President Joe Biden ended former President Donald Trump’s Migrant Protection Protocols (MPP) requiring migrants to “Remain in Mexico” and has admitted thousands of the 26,000 migrants with active cases into the U.S., the AP reported. Judges have terminated proceedings in nearly 6,700 MPP cases, according to Syracuse University’s Transactional Records Access Clearinghouse (TRAC).
“Things have changed under the Biden administration and we’ve seen a little over 8,000 individuals previously in MPP have their cases transferred out of an MPP court, which suggests that they have been allowed into the US under the more standard asylum processing procedures,” Syracuse University Assistant Research Professor Dr. Austin Kocher told the Daily Caller News Foundation Thursday.
“It doesn’t appear that any of these cases have been decided yet, so none of them are eligible for deportation yet,” Kocher added.
The Biden administration allowed nearly 8,400 migrants waiting in Mexico with pending MPP cases admission to the U.S. as of April, according to TRAC. Just over 18,000 migrants with pending MPP cases remain in Mexico waiting to enter the U.S.
“[Case] terminations effectively end removal proceedings against an immigrant,” Kocher told the DCNF. “This may mean that the government no longer has grounds for seeking to deport someone, or it can mean that there was an underlying issue with starting the deportation process in the first place.”
Over 80% of the case terminations were decided in a San Diego, California, court where “immigration judges questioned the legal legitimacy putting asylum seekers into removal proceedings in the first place,” Kocher added.
Two judges oversee the majority of MPP cases in the court including former immigrant advocate Lee O’Connor who sometimes became angry while presiding over MPP cases, according to the AP. O’Connor told a Homeland Security attorney who challenged him that his oath was to uphold U.S. law, “not to acquiesce when they are flagrantly violated” during an October 2019 hearing.
Advocates said the more than 30,000 migrants who applied for asylum under the MPP and were denied or dismissed should get another chance, though the Biden administration has not commented on the issue, the AP reported.
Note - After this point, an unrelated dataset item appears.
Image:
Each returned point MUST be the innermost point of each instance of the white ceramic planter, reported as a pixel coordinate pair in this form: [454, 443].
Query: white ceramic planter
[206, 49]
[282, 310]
Some of the migrants who failed to appear in court claim they were kidnapped in Mexico while others said they were too sick or scared to cross the border in dangerous cities for their appointments.
Customs and Border Protection (CBP) officials reportedly issued some migrants whose cases were heard in San Diego immigration courts “tear sheets” with fake future court dates to return them to Mexico, according to the AP. San Diego attorney Bashir Ghazialam said around a dozen of his clients and others with different attorneys whose cases were dismissed were allegedly given fake court dates in late 2019.
CBP officials told the AP the documents reportedly issued to the lawyer’s clients in late 2019 served as virtual check-ins for their cases, though the notice didn’t say they would be held online or over the phone.
“Tear sheets are provided to indicate a date when the individual can check in with U.S. officials regarding the status of the appeal,” a CBP spokesperson told The San Diego Union-Tribune in November 2019.
Ghazialam then criticized the agency’s statement as “false” and “ridiculous,” the Union-Tribune reported. He said the tear sheets don’t match CBP’s statement and the information they claim to include.